Appellants further rely on certain New York holdings alleged to sustain the contention that municipalities may be held liable for benefits received in the form of extra services or materials, even in the absence of an authorized contract to pay for them. We do not think the cases in point. It is true that McNulty v. City of New York, 168 N.Y. 117, 61 N.E. 111, upheld a recovery by city employees of overtime compensation promised by a Board of Commissioners. However, the decision in that case, decided in 1901, turned on a defect in the pleadings, and not on the merits. The defendant city had neglected to plead a charter provision limiting its liability to the amount of the appropriations or to plead that funds were exhausted; and this was the essential factor in the case. Under the rules of practice at that time such new matter had to be affirmatively pleaded which the defendant city neglected to do. The court said, 168 N.Y. at page 124, 61 N.E. at page 112, "As to whether the provision of the charter referred to constitutes a defense, we do not now determine." On the few occasions this case has been cited by the New York courts, it has been for the pleading point alone.
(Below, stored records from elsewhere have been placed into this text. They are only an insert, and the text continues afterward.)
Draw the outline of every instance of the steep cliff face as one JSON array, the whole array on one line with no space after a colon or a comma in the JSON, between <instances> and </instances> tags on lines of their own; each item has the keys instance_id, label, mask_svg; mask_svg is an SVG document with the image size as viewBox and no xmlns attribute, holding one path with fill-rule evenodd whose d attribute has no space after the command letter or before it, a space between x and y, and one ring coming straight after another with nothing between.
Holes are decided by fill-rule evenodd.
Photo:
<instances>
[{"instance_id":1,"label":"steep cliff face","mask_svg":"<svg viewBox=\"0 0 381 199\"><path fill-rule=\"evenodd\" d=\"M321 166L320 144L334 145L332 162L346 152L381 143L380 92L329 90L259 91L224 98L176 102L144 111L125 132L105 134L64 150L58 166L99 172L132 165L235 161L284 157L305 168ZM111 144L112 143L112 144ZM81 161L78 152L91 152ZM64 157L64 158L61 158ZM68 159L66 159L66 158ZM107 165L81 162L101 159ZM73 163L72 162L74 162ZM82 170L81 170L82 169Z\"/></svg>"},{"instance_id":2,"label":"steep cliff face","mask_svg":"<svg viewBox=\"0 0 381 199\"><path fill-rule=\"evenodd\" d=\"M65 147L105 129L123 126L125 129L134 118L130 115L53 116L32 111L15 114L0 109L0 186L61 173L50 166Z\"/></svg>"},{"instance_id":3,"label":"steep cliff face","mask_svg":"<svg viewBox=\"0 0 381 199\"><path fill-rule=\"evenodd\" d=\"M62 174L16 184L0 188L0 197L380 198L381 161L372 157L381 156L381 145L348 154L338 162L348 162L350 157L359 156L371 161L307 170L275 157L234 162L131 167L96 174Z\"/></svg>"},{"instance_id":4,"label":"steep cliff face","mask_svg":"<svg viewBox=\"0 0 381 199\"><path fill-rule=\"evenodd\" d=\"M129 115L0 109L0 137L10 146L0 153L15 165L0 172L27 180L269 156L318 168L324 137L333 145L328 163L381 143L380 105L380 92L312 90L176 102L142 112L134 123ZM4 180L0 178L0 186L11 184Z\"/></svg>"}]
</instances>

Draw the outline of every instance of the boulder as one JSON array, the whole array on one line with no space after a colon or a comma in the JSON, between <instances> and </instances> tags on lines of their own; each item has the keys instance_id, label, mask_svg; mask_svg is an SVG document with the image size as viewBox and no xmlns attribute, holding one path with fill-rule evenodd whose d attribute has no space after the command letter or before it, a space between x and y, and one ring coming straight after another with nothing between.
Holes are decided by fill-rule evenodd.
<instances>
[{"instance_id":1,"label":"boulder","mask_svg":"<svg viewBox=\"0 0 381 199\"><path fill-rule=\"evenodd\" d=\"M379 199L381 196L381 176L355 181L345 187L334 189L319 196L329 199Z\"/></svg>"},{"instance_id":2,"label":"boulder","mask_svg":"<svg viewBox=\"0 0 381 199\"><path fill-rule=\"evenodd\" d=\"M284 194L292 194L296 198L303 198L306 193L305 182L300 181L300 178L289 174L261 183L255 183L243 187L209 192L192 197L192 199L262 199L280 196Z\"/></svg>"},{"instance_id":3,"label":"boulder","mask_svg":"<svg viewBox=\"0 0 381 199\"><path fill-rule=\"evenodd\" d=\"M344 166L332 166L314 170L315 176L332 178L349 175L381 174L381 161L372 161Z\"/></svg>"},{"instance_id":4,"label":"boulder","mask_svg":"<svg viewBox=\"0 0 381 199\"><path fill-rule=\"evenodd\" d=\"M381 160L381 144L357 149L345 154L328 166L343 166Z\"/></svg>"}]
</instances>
In Seif v. City of Long Beach, 286 N.Y. 382 at page 387, 36 N.E.2d 630, at page 637, Chief Judge Lehman remarked:
Mere acceptance of benefits by the city under a contract made without authority does not estop a municipal corporation from challenging the validity of the contract and from denying liability for materials furnished or services rendered under a contract not made or ratified by a board or officer acting under authority conferred by law and in the manner prescribed by law."
We regard this as an authoritative statement of the New York law which, in the light of limitation of the Jensen rule, is applicable to seamen as well as shoreside workers employed by the city of New York.